Saya Ingin Menjambak Rambut Orang!

Ilustrasi  (Sbr foto detik.com)
  


Ketika sore, Jakarta macetnya ampun-ampunan.

Kalau di sore itu turun air dari langit, wah, kemacetan pun akan bertambah plus-plus.....

Dari yang merayap, jadi mandek. Yang tadinya melata jadi berhenti sama sekali. Jalur busway pun jadi pelarian bagi warga yang ingin terlepas dari kungkungan kemacetan atau tak sabar ingin melaju supaya cepat sampai ditempat tujuan. 

Meski mereka tau itu melanggar peraturan. Mereka juga tahu, konsekewensinya kalau ada petugas. Ditilang!

Apalagi sekarang sedang gencar-gencarnya razia zebra bagi yang pengendara masih bandel masuk jalur busway. Denda, cuy! Sekitar 200-500 ribuan mesti keluar duit. Dan itu akan disidangkan beneran di meja hijau lo. Ada pak hakimnya juga, bahkan. Merepotkan sekali, bukan? Kalau gak mau repot, ya jangan melanggar. Gampang, toh..? Tapi, ya mau gimana lagi... itulah salah satu dampak dari kemacetan. Orang akan bertindak salah jadinya. Trotoarpun jadi sasaran pengendara tuk melintas dilajur  itu. Padahal, jelas-jelas itu adalah hak pejalan kaki, bung!

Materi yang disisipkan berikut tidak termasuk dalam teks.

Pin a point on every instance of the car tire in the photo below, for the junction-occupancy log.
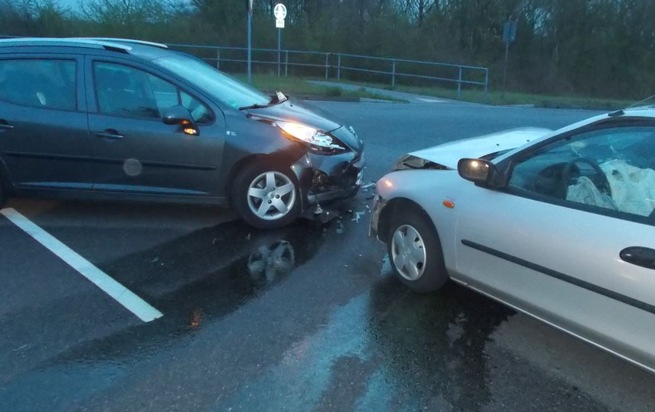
(266, 196)
(415, 252)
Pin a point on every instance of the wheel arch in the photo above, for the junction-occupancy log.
(393, 207)
(241, 164)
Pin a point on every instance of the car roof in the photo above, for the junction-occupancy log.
(126, 46)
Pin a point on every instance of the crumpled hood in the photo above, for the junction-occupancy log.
(448, 154)
(292, 111)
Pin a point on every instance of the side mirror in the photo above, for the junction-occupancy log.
(178, 115)
(480, 172)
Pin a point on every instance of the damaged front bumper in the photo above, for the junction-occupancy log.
(376, 211)
(324, 179)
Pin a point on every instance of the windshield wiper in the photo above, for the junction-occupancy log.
(254, 106)
(277, 98)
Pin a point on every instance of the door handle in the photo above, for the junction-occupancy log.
(640, 256)
(5, 125)
(110, 134)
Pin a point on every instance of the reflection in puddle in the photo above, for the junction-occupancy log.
(434, 345)
(199, 278)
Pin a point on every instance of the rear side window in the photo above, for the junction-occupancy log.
(42, 83)
(127, 91)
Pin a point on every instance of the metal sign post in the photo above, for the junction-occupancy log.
(249, 12)
(509, 36)
(280, 13)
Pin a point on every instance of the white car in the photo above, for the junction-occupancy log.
(560, 228)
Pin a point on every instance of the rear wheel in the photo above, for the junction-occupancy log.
(266, 196)
(415, 252)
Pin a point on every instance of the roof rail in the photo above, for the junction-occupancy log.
(66, 41)
(120, 40)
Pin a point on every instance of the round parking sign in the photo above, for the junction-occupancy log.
(280, 11)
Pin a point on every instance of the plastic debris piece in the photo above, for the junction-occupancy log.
(357, 215)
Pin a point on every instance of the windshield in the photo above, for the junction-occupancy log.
(221, 86)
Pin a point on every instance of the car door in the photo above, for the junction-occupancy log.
(134, 151)
(571, 239)
(44, 140)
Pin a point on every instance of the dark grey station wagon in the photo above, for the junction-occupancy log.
(125, 119)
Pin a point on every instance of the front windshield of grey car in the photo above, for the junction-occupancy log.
(223, 87)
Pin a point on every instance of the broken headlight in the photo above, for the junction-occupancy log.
(314, 137)
(411, 162)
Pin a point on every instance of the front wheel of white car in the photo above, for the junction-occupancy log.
(415, 252)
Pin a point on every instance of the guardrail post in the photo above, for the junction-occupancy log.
(338, 66)
(459, 80)
(286, 63)
(393, 74)
(486, 80)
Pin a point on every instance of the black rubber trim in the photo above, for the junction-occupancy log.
(561, 276)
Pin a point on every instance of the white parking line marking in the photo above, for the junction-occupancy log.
(430, 100)
(120, 293)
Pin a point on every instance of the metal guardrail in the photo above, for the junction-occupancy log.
(341, 66)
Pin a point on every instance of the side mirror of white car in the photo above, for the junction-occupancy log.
(481, 172)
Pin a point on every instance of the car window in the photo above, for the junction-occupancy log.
(43, 83)
(219, 85)
(127, 91)
(612, 169)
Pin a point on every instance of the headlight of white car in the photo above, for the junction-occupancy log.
(307, 134)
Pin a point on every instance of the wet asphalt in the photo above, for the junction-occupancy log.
(304, 318)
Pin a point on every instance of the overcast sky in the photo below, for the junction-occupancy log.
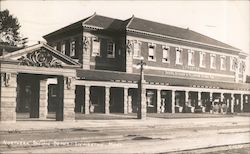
(226, 21)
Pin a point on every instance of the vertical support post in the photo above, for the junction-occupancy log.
(241, 102)
(8, 97)
(69, 99)
(107, 99)
(173, 101)
(211, 96)
(142, 108)
(186, 96)
(199, 98)
(43, 100)
(129, 104)
(222, 97)
(125, 100)
(232, 103)
(87, 99)
(158, 101)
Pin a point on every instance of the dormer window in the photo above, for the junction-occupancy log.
(212, 61)
(165, 54)
(63, 47)
(72, 48)
(178, 56)
(137, 49)
(95, 47)
(202, 59)
(223, 63)
(190, 57)
(151, 52)
(110, 49)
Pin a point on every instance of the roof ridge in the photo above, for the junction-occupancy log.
(89, 18)
(158, 22)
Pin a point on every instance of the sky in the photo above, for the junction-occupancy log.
(226, 21)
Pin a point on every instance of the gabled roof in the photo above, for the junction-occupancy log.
(27, 54)
(141, 25)
(102, 22)
(175, 32)
(67, 28)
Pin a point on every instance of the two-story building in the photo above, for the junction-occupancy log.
(92, 66)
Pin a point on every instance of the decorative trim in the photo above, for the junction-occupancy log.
(69, 82)
(186, 71)
(165, 36)
(5, 79)
(181, 46)
(40, 58)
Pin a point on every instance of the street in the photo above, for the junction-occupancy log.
(153, 135)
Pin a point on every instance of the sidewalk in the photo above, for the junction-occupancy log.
(128, 121)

Ehm..tapi,....kalau anda menggunakan kendaraan pribadi ditengah kemacetan itu, paling tidak ada hiburan musik yang bisa dan putar dari tape /radio mobil. Bisa pula sambil nonton TV (bagi yang punya fasilitas TV dimobilnya). Bahkan, bisa bercengkrama dengan teman yang duduk disebelah, jika sedang ada teman atau keluarga yang menemani.

Tapi, buat yang naik kendaraan umum.....haduuh,.....

Udah macet, cet..cet..., berdiri desak-desakan di bus, bisa saja pingsan karena lama berdiri, plus juga ancaman kecopetan. Ditambah pula bau semerbak dari aroma tubuh para penumpang bus yang biasanya kalau disore hari, ah, keringat sedang banyak-banyaknya mengucuur..cur..cur...

Belum lagi jika rasa haus dan lapar mendera sampai perut berbunyi kriuk kriuk. Namun, mau beli makanan dimana...? Sementara lokasi yang dituju masih jauuuh. Mau stop dulu diwarung gitu..? Trus... setelah kenyang,  nyambung lagi naik angkutan yang lain..? Walah, tambah lama nyampenya, nduk. Lebih parah lagi kalau tiba-tiba kebelet mau pipis atau BAB..? Woalah....mesti ditahan-tahanin, tuh, sampe muka memerah. Eh, ada penumpang yang rewel pula misalnya. Haduh, komplit sekali rasanya penderitaan kalau naik angkutan umum dan menikmati perjalanan di ibukota kala sore hari.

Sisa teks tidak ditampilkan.